„Geh, mein Junge, geh!“ sagte der Onkel und drückte ihm herzhaft die Hand. „Sonst läufst du noch der Martha Zippel in die Hände. Wenn du in zwei Jahren wieder in St. Louis bist und dir die ganze Sache geglückt ist, dann will ich mich gern pensionieren lassen und hinüber kommen. Vorläufig aber muß ich jede Berührung mit dir vermeiden. Ich halte dich nicht für verrückt, ich halte dich auch nicht für einen Dieb, du bist nur ein Wagehals.
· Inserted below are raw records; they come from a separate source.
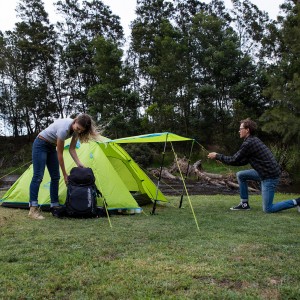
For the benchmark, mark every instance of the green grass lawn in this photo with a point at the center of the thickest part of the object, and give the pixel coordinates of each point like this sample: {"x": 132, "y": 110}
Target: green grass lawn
{"x": 235, "y": 255}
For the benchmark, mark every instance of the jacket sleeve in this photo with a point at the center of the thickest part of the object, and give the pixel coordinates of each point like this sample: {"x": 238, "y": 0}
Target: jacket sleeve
{"x": 238, "y": 159}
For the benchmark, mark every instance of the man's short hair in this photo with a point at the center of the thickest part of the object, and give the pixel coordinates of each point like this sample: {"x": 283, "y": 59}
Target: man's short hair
{"x": 249, "y": 124}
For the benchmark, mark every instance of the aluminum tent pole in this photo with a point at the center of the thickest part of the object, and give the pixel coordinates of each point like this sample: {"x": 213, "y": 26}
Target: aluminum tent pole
{"x": 159, "y": 178}
{"x": 186, "y": 173}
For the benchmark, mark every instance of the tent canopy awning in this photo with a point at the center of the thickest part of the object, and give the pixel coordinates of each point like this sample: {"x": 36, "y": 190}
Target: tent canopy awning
{"x": 161, "y": 137}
Wenn Charaktere, wie du einer bist, überhand nehmen, müssen wir das ganze Strafgesetzbuch umkrempeln.“
„Na, dann Adieu, lieber Onkel!“ erwiderte Peter Voß und ging betrübt zur Tür.
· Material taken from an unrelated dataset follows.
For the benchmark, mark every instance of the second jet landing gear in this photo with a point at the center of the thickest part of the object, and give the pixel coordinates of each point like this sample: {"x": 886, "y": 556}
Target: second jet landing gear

„Also viel Glück, mein Junge!“ sagte der Onkel an der Haustür. „Ich kenne dich jetzt besser als jemals, ich weiß, du würdest auch für mich Kopf und Kragen wagen. Es scheint wirklich eine neue Menschheit unterwegs zu sein.“
Dann drückte er leise die Tür von drinnen ins Schloß, und Peter Voß war draußen. Es war auch die höchste Zeit gewesen. Eben schoß die Wirtschafterin durch die Gartenpforte herein.
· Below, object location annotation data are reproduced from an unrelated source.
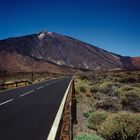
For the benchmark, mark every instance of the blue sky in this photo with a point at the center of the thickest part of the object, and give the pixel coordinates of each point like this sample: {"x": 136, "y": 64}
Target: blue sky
{"x": 113, "y": 25}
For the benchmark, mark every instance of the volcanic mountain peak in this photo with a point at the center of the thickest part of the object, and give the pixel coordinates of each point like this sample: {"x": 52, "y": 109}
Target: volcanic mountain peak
{"x": 65, "y": 51}
{"x": 46, "y": 34}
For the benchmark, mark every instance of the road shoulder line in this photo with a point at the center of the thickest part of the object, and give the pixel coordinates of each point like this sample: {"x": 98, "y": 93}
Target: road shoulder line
{"x": 54, "y": 128}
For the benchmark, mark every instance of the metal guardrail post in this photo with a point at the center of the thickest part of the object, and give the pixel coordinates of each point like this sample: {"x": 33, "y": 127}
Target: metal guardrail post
{"x": 73, "y": 107}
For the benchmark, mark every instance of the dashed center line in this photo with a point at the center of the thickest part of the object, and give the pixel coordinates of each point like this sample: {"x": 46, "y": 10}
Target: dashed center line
{"x": 26, "y": 93}
{"x": 6, "y": 101}
{"x": 40, "y": 87}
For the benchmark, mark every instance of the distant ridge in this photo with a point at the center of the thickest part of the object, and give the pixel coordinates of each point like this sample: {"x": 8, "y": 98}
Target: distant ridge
{"x": 34, "y": 52}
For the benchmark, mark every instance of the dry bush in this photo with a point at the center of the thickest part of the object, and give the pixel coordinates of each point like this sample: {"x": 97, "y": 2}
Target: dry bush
{"x": 96, "y": 118}
{"x": 121, "y": 126}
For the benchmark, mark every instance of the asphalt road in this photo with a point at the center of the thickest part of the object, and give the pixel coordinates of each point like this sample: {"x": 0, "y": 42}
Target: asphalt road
{"x": 27, "y": 113}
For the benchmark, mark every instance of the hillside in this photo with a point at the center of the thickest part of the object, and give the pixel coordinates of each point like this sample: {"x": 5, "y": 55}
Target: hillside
{"x": 46, "y": 51}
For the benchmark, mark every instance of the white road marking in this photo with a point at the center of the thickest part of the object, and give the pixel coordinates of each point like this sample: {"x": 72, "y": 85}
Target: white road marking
{"x": 54, "y": 128}
{"x": 40, "y": 87}
{"x": 27, "y": 93}
{"x": 6, "y": 102}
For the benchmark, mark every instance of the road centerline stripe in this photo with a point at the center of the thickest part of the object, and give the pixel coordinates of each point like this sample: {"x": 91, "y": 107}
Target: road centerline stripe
{"x": 27, "y": 93}
{"x": 55, "y": 125}
{"x": 6, "y": 101}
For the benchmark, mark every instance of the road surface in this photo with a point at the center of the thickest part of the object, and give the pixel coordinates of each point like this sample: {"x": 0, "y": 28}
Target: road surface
{"x": 27, "y": 113}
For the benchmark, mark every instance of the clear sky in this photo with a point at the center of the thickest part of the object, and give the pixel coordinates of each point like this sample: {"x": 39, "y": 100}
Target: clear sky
{"x": 113, "y": 25}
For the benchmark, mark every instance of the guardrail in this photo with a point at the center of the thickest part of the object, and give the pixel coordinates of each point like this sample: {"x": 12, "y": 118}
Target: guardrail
{"x": 15, "y": 84}
{"x": 62, "y": 128}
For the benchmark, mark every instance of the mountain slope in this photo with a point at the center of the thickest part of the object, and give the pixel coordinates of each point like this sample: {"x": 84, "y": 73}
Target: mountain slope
{"x": 64, "y": 51}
„Das ist doch eine bodenlose Frechheit!“ keifte sie los und stellte die hochbepackte Markttasche nieder.
Peter Voß zog furchtsam die Mütze und streckte die Hand aus.
„Der Herr Landgerichtsrat hat mir auch was gegeben!“ flehte er und schaute sie so jämmerlich an, daß es rein zum Erbarmen war. „Schenken Sie mir doch einen Pfennig. Ich hab seit drei Tagen keinen warmen Bissen in den Leib gekriegt.“
Und o Wunder! die unverehelichte Zippel zog das Portemonnaie und gab ihm ein blankes Zweipfennigstück. Peter Voß steckte es ein.
„Alter Drache!“ sagte er dann grüßend und ging weiter.